In quella frase, in quel tono, nel distacco che li accompagna c’è il Veneto di Parise, un Veneto grifagno e terragno, naturale e non raffinato, barbarico e vitale, pudico e segreto. «Mi chiedevo quale cultura potesse legare la solenne bellezza delle colonne palladiane, dei portici padovani, dei ponti veronesi, della scintillante Venezia con il suo ricciolo di ferro sulla punta delle gondole e i suoi pittori alla enorme quantità di piccole e grandi fabbriche del Veneto e non ne trovavo nessuna salvo una e una sola. La forza barbarica della terra, che ha prodotto lavoro di campi fino a ieri e ora produce lavoro nelle fabbriche. Ma era forza barbarica, a cui la mia stessa arte si nutriva, e non cultura latina e mediterranea. In fondo il Veneto ha avuto il suo riscatto, e la sua cultura popolare, dal mondo moderno, il mondo della produzione e del consumo. Altro che Veneto bianco, cattolico, bigotto, eccetera, i luoghi comuni della politica! E il Veneto era ed è forte, barbaro, e dunque produttivo e dunque industriale».
Adesso che nella casa di Ponte di Piave, divenuta per volontà del suo proprietario fondazione culturale, è esposta, in occasione del ventennale della morte, la mostra «Il Veneto di Goffredo Parise», una raccolta di immagini fotografiche di Lorenzo Cappellini accompagnata da testi scelti dello scrittore (fino al 20 ottobre), quel senso di appartenenza così particolare e così unico si chiarisce ulteriormente e assume anche una diversa profondità. «Fuori del Veneto per me è terra straniera e forse ostile. Non ho mai combattuto come altri possono aver fatto questo sentimento perché è veramente il più forte, né amo particolarmente i veneti e il solo fatto di essere veneti. Ci sono i buoni e i cattivi, per lo più sono piuttosto ignoranti, non mi sono particolarmente simpatici, ho pochissimi amici veneti. Ma il Veneto resta la mia Patria, perché vi sono nato: semplicemente».

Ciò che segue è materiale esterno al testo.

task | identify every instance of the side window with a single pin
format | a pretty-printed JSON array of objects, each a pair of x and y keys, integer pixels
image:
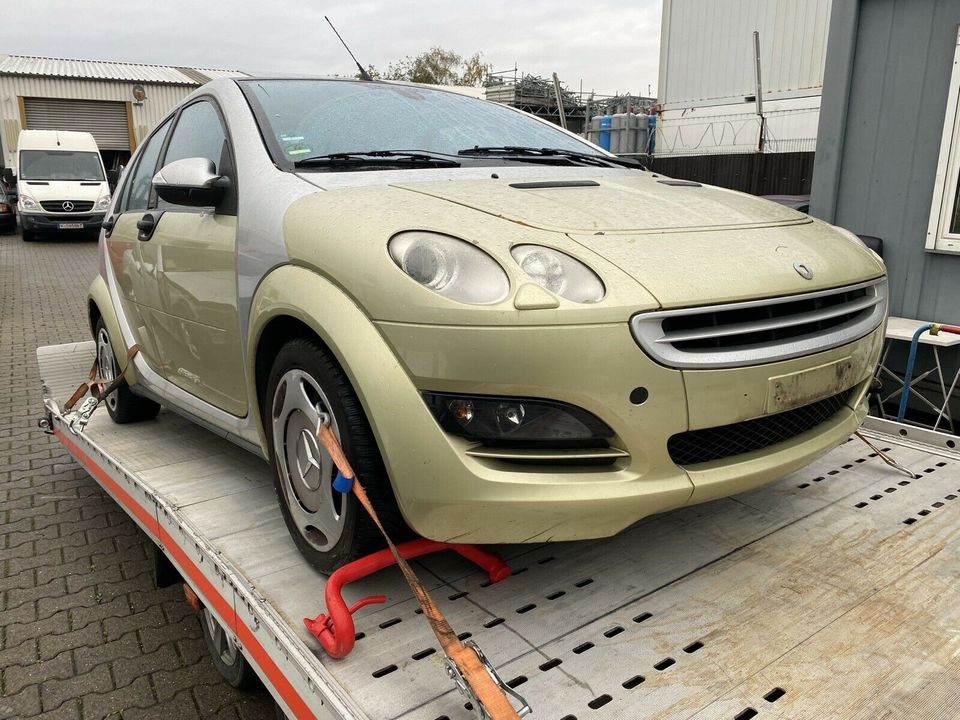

Nella casa, i quadri di Guarienti, De Pisis, Klee e Schifano, le poltrone in vimini e i trumeaux in legno massiccio, la scrivania, il letto monacale e la macchina per scrivere rimandano a una scelta fotografica che privilegia gli scorci e la natura, i silenzi e le piste innevate, gli animali e l’imponente solitudine dei paesaggi lagunari. L’orizzonte veneto dello scrittore è fra Cortina e Venezia, Treviso e la campagna, la laguna e le valli da pesca ed è sempre e comunque un orizzonte solido e misterioso, isolato e malinconico, panico. Pochi hanno avuto come lui questa capacità sensuale di rendere i piaceri della vita fatti di contemplazione e di possesso, abbandono e ricordo, carnalità e delicatezza. Si sente sempre nella sua prosa una sorta di bramosia fisica e di senso estetico, un assaporare fino all’ultimo istante, un lasciarsi andare per meglio annullarsi e in qualche modo risorgere.

E tanto è squillante il possesso, tanto è lacerante il ricordo: «L’uomo partì da Venezia, passarono non molti anni da quel giorno di settembre e un altro giorno di febbre, in una clinica, era molto triste. Per consolarsi cantò con un filo di voce, ciò che venne fuori fu: La biondina in gondoleta, e l’uomo pianse perché riconobbe l’orchestra del Florian, la laguna ondolante e la dolcezza della vita».